Oh Boris, you mop-headed moron. Embarrassing deputy-resignation aside, you seemed to be getting it so right; reintroducing the Routemaster bus, reconsidering the western extension to the Congestion Charge zone and yesterday scrapping the proposed £25 charge for bigger cars.
But then we read down and find you’re also binning the proposed exemption for cars emitting less than 120g/km of CO2, which was about the only bright idea your predecessor ever had. We need carrots, not sticks, to encourage us to buy greener cars.
The £25 charge was all stick; it was the product of envy and greed and it had to be abandoned. But also abandoning the carrot of free entry for dozens of affordable, practical low-emissions cars is spectacularly short-sighted and means the accursed congestion charge misses its biggest opportunity to cut emissions and fossil fuel use.

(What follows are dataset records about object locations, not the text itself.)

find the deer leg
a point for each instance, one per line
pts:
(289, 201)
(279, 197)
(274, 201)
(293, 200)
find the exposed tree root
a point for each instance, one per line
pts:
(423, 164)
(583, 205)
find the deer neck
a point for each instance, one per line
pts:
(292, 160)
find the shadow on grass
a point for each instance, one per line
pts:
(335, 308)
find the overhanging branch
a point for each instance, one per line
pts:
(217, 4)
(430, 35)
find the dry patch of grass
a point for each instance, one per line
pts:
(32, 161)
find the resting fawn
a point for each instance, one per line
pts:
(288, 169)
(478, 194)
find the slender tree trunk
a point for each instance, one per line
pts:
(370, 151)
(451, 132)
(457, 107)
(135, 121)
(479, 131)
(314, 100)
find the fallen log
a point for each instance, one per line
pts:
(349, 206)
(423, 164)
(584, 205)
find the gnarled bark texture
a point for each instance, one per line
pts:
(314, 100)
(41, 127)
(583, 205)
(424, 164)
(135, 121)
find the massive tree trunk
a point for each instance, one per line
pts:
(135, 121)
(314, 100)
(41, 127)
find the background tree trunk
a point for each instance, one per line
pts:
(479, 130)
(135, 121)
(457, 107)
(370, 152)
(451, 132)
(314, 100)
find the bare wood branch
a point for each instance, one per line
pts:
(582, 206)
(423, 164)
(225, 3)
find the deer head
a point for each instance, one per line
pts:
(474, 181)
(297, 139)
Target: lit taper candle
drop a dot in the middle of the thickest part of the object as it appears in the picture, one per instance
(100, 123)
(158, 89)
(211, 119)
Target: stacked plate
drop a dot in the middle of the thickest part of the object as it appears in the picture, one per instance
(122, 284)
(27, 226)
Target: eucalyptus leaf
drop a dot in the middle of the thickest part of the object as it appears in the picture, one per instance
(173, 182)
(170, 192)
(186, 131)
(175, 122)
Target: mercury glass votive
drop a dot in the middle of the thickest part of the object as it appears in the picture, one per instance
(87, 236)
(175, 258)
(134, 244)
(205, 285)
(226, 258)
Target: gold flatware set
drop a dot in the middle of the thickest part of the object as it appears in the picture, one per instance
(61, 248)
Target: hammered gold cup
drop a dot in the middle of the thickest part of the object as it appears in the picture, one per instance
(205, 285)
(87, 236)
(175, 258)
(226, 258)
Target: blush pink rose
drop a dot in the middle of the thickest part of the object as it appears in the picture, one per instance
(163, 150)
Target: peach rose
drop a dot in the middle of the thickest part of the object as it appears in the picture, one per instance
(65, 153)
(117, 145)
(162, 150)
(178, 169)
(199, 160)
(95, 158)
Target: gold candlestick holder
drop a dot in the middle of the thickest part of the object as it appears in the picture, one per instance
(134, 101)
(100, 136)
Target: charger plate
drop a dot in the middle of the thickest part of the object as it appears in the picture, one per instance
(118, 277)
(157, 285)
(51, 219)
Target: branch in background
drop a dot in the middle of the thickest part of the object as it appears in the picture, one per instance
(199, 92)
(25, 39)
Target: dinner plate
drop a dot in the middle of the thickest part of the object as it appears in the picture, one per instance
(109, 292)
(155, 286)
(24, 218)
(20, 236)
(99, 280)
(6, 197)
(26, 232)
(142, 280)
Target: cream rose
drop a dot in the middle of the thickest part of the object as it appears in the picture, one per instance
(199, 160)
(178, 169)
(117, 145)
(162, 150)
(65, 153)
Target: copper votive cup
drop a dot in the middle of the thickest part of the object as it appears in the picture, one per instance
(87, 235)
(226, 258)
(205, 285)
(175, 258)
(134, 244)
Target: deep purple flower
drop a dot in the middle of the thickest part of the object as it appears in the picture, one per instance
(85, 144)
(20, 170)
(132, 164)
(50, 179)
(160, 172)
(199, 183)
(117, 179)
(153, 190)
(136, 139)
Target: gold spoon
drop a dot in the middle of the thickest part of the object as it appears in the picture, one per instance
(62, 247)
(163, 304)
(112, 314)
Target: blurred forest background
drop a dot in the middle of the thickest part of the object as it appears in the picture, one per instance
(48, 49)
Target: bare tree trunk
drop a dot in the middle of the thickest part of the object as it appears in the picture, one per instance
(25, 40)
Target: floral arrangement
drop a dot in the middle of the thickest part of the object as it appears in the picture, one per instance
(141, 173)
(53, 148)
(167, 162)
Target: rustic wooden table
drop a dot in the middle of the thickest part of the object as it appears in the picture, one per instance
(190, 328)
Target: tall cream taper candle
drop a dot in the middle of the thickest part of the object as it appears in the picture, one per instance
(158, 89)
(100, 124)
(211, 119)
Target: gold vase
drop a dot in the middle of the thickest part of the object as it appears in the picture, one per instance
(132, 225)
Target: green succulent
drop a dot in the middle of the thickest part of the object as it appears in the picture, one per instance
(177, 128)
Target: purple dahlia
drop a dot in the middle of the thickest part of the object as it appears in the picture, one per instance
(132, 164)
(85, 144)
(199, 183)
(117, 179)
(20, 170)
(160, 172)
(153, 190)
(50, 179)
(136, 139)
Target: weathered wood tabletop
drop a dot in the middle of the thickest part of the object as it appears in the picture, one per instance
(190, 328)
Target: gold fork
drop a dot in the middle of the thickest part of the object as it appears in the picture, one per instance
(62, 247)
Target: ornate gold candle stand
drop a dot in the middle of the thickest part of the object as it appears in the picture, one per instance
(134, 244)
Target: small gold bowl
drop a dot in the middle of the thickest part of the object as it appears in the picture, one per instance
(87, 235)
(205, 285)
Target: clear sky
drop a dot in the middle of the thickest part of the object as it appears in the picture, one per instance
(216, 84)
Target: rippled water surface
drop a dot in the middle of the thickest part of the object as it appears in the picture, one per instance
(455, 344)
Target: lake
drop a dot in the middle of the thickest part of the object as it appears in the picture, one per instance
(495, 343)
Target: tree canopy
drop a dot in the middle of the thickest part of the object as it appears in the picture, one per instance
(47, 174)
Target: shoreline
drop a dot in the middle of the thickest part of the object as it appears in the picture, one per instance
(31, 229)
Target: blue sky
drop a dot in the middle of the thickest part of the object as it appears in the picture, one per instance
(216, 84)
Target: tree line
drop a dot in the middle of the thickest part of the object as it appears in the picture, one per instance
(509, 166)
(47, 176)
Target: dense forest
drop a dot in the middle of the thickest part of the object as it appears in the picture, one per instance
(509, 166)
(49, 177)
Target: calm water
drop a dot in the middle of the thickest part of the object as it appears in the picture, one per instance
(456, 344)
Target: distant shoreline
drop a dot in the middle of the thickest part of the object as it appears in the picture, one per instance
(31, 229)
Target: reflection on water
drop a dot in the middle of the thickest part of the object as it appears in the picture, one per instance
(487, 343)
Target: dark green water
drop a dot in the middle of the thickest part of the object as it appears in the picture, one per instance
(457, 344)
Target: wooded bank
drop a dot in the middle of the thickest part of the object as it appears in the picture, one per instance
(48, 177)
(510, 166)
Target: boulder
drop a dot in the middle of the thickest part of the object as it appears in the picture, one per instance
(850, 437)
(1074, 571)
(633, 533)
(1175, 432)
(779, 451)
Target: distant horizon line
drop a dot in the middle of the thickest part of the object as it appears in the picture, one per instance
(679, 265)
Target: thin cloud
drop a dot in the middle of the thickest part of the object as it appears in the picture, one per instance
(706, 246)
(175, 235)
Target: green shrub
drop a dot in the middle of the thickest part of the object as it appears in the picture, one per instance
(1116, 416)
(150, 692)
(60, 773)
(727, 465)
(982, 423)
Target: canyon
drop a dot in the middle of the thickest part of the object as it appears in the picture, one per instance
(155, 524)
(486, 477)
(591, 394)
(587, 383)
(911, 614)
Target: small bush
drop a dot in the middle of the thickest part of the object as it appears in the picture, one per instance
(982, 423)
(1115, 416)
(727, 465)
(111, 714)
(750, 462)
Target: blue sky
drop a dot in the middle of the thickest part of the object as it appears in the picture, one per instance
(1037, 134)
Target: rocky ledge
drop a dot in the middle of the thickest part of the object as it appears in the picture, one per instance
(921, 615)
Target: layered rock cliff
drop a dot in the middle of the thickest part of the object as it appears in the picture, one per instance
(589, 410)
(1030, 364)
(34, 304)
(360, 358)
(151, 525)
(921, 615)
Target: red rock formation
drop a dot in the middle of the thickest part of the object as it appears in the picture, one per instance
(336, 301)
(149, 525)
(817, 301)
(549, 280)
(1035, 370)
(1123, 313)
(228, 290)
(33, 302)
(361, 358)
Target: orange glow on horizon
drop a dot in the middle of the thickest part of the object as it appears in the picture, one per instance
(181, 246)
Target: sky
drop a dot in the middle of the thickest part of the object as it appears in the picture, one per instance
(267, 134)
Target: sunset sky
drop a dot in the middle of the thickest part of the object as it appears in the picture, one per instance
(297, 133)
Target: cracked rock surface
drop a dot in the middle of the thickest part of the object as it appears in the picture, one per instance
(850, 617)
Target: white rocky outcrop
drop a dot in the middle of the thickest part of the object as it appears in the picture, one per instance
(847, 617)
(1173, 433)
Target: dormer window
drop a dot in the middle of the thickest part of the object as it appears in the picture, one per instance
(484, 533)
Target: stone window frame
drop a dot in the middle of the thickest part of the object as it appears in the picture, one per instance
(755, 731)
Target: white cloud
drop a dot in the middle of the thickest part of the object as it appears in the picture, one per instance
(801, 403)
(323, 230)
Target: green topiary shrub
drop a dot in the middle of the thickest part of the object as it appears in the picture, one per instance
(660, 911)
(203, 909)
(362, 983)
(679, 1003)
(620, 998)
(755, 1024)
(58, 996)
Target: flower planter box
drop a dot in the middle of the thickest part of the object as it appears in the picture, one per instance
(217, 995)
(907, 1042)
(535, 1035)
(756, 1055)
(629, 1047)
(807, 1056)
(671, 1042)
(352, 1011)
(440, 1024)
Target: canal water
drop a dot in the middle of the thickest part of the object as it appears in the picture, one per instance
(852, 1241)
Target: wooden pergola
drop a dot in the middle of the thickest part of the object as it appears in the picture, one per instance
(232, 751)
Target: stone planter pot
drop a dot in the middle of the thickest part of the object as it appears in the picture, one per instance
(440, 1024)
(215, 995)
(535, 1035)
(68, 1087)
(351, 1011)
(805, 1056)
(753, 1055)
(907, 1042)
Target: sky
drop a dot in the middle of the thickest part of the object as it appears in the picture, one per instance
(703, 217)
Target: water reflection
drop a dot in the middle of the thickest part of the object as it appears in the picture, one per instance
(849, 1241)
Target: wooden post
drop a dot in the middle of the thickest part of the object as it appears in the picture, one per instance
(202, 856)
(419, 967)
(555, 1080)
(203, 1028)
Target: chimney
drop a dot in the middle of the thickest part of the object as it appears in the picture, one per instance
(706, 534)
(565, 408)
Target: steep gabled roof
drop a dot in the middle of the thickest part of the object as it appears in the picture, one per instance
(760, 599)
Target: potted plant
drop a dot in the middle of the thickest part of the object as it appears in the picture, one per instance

Why the 120g/km exemption was abandoned
Ken got his sums wrong. He didn’t anticipate just how many models would get under the 120g/km barrier, or how affordable they would be. We Londoners would have bought them by the tens of thousands. Virtually every high-priced Lexus GS and RX sold in London is an even higher-priced hybrid model, because they are Congestion Charge-exempt. Just imagine the impact on the buying decisions of the millions of us with a more typical ten or fifteen grand to spend on a new car, and for whom the £8 charge is a more significant sum.
Yes, congestion in central London would have worsened slightly. But this is about so much more than just traffic. The cars we would have chosen would have produced much less pollution and consumed much less fuel everywhere they drove; across London and across the country.
A very unlevel playing field
Boris says the changes are in the interest of fairness, but how is it fair that a £40,000-plus Lexus hybrid at 185g/km still gets in free, but a clever little seven-grand Aygo at 108g/km still has to pay? Why not encourage us to buy a Focus 1.6 TDCi at 119g/km instead of a more polluting petrol or bigger diesel?
The reason is simple. We would have switched in such numbers that Boris would have lost too much money. With the Congestion Charge’s absurdly expensive bureaucracy to maintain, he is as addicted to its revenue as Ken was.
Short of scrapping it altogether, exempting the least-polluting cars was the best thing he could have done with the charge, making it a force for change. But Boris bottled it, and it remains just a pointless, unpopular tax.